Important: The names in the PED file must match the sample names in your VCF and BAM/CRAM files!

Pedigree phasing parameters

Phasing in pedigree mode requires costs for recombination events. Per default, WhatsHap will assume a constant recombination rate across the chromosome to be phased. The recombination rate (in cM/Mb) can be changed by providing option --recombrate. The default value of 1.26 cM/Mb is suitable for human genomes.

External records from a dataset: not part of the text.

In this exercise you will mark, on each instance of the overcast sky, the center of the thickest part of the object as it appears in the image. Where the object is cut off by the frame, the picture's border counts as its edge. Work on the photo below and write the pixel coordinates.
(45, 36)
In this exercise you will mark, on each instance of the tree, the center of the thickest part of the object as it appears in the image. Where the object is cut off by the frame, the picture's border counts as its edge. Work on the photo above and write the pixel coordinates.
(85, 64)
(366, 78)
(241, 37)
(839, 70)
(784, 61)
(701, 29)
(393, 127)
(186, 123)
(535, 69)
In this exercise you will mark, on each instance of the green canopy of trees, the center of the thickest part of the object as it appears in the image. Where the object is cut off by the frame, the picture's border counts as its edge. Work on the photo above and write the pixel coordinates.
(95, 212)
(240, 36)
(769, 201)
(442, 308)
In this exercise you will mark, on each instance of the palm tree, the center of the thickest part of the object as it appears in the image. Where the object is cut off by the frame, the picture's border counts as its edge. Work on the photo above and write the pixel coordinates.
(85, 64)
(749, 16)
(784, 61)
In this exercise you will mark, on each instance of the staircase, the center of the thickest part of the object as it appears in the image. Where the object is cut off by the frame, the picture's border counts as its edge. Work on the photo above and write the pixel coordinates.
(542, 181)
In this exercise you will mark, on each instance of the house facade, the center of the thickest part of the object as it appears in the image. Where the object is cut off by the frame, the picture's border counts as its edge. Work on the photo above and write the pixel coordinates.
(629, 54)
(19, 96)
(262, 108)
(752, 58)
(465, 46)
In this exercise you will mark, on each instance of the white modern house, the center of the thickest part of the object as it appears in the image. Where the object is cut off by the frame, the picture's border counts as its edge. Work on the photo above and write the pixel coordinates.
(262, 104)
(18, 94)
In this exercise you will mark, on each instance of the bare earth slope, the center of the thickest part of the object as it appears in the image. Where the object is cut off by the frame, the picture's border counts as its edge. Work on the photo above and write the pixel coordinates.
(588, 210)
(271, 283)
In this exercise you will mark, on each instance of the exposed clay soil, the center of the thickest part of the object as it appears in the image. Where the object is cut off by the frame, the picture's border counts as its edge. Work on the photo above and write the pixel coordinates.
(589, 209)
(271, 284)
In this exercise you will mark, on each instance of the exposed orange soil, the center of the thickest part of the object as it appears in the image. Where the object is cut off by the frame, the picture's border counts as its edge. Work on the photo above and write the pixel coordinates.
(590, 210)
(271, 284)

In order to use region-specific recombination rates, a genetic map file can be provided via option --genmap. WhatsHap expects a three-column text file like this:

position COMBINED_rate(cM/Mb) Genetic_Map(cM)
55550 0 0
568322 0 0
568527 0 0
721290 2.685807669 0.410292036939447
723819 2.8222713027 0.417429561063975
723891 2.9813105581 0.417644215424158
...

The first (header) line is ignored and the three columns are expected to give the pysical position (in bp), the local recombination rate between the given position and the position given in the previous row (in cM/Mb), and the cumulative genetic distance from the start of the chromosome (in cM). The above example was taken from the 1000 Genomes genetic map provided by SHAPEIT. Since genetic map files provide information for only one chromosome, the --genmap option has to be combined with --chromosome.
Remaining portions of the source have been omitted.